The women are members of La Mujer Obrera (The Woman Worker) and have been seeking government backing for startup businesses.

Teachers strike in Rhode Island

The attorney for the Burrillville, Rhode Island school district called on a superior court judge to order striking teachers back to work. The attorney, Ronald Cascione, said both sides remain far apart on issues such as healthcare payments and class sizes and that the strike could become “indefinite” without the intervention of the courts.

Talks broke down last week after teachers voted to begin their strike August 29 and the school district cancelled classes. Two days later, as the Labor Day holiday weekend began, Super Court Judge Netti Vogel ordered both sides to continue negotiating. Neither the union nor negotiators for the school district have revealed exact details of the talks.

If no resolution is forthcoming from this weekend’s negotiations, the court will call a hearing in the early part of the week to consider imposing a back-to-work order on the teachers. Patrick Crowley, a spokesperson for the teachers union, said the union would obey a court order.

Canada

Strikes continue in western Canada

Striking municipal workers in Vancouver, British Columbia rallied last week at City Hall to protest the glacial pace of negotiations in their battle for improved wages, pay equity for women and a freeze on contracting out provisions. Five thousand three hundred members of the Canadian Union of Public Employees, organized in three locals that include garbage collectors, city clerks and daycare and library staff, have been on strike for seven weeks in one of the largest public sector actions to hit the province in several years.

Meanwhile, 8,000 striking forestry workers organized by the United Steelworkers (USW) are also entering their seventh week on strike against Forest Industrial Relations, an association representing 31 companies. The workers are fighting against attacks on shift scheduling, overtime and severance pay.
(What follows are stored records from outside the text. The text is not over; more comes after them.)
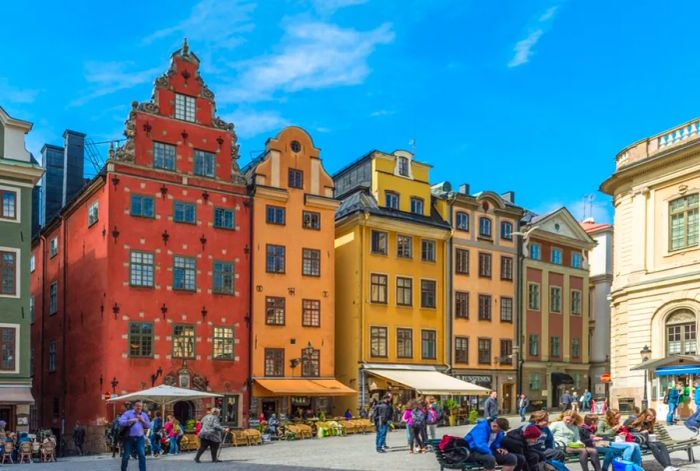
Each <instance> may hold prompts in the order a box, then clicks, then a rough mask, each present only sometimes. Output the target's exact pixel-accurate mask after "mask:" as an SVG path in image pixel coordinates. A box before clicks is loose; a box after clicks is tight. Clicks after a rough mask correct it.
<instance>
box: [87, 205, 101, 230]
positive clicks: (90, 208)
mask: <svg viewBox="0 0 700 471" xmlns="http://www.w3.org/2000/svg"><path fill="white" fill-rule="evenodd" d="M99 215H100V202H99V201H93V202H92V203H90V206H88V227H90V226H92V225H93V224H95V223H96V222H97V220H98V219H99Z"/></svg>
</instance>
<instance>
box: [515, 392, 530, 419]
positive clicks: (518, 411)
mask: <svg viewBox="0 0 700 471" xmlns="http://www.w3.org/2000/svg"><path fill="white" fill-rule="evenodd" d="M529 405H530V400H529V399H528V398H527V396H525V393H523V394H521V395H520V399H518V414H520V421H521V422H525V413H526V412H527V408H528V406H529Z"/></svg>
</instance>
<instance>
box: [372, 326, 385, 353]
mask: <svg viewBox="0 0 700 471" xmlns="http://www.w3.org/2000/svg"><path fill="white" fill-rule="evenodd" d="M369 348H370V353H369V354H370V356H373V357H386V356H387V355H386V352H387V338H386V327H370V333H369Z"/></svg>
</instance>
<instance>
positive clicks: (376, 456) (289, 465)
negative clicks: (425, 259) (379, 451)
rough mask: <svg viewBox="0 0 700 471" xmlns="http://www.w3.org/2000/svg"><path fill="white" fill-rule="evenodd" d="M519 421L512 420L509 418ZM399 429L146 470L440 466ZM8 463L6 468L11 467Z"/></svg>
mask: <svg viewBox="0 0 700 471" xmlns="http://www.w3.org/2000/svg"><path fill="white" fill-rule="evenodd" d="M511 423H512V424H514V425H515V424H516V423H518V420H517V419H515V418H514V419H512V420H511ZM467 430H468V427H467V426H461V427H446V428H440V429H439V430H438V432H439V434H440V435H442V434H445V433H447V434H450V435H464V434H465V433H466V431H467ZM670 432H671V435H672V436H673V437H674V438H687V437H689V436H690V432H689V431H688V430H686V429H685V428H684V427H681V426H674V427H671V428H670ZM405 437H406V435H405V431H404V430H396V431H394V432H391V433H389V434H388V436H387V444H388V445H389V446H390V447H391V448H390V449H389V451H388V453H384V454H379V453H377V452H376V451H374V434H367V435H351V436H347V437H329V438H323V439H310V440H297V441H290V442H273V443H270V444H265V445H262V446H254V447H237V448H234V447H231V448H224V450H223V451H222V454H221V459H222V460H224V462H223V463H218V464H215V463H211V462H209V459H210V455H209V454H208V452H207V453H206V454H204V455H203V456H202V464H200V465H196V464H195V463H194V462H193V459H194V455H193V454H192V453H183V454H180V455H176V456H164V457H159V458H150V457H149V458H148V460H147V461H148V463H147V467H148V470H149V471H180V470H190V469H202V470H209V471H223V470H227V471H229V470H231V471H239V470H240V471H262V470H280V471H287V470H288V471H313V470H322V469H325V470H328V469H335V470H368V471H370V470H371V471H374V470H376V471H392V470H395V469H401V470H405V471H409V470H410V471H424V470H425V471H436V470H439V469H440V467H439V466H438V463H437V461H436V460H435V456H434V455H433V454H431V453H427V454H415V455H411V454H409V453H408V447H407V444H406V439H405ZM671 456H672V458H673V460H674V465H676V466H682V467H683V469H684V470H691V469H693V470H700V463H696V464H692V465H691V464H689V463H688V461H687V459H688V456H687V454H684V453H682V452H681V453H673V454H672V455H671ZM696 456H698V457H700V447H698V448H696ZM16 466H17V465H14V466H7V468H14V467H16ZM569 467H570V469H571V470H572V471H580V470H581V467H580V466H579V465H578V464H576V465H570V466H569ZM644 468H645V470H647V471H661V466H659V465H658V464H657V463H656V462H654V461H653V458H646V459H645V461H644ZM27 469H36V470H42V471H43V470H46V471H111V470H119V460H118V459H112V457H111V455H99V456H86V457H76V458H64V459H61V460H60V461H59V462H58V463H56V464H53V463H52V464H42V465H41V466H40V467H39V466H36V465H34V466H32V467H31V468H27ZM129 469H130V470H134V471H136V470H138V463H137V462H136V461H133V460H132V461H131V463H130V465H129Z"/></svg>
The Vancouver city workers and coastal woodworkers could soon be joined by 1,500 Vancouver hotel workers employed at the luxurious Hyatt Regency, Westin Bayshore, Four Seasons and Renaissance Hotels who voted last week for job action should their employers fail to address pension, workload and salary issues. And in Victoria, British Columbia’s capital city, library workers have issued a strike notice to take affect September 4.

In neighboring Alberta, the construction industry faces imminent strike action by some 30,000 members of various trades that would affect every major construction project in the province.

At the same time, 400 paramedics in Calgary, Alberta are considering a response to a strike ban by the Conservative government that threatens to permanently strip them of the right to strike and significantly shifts labor relations practices in the province even further to the right.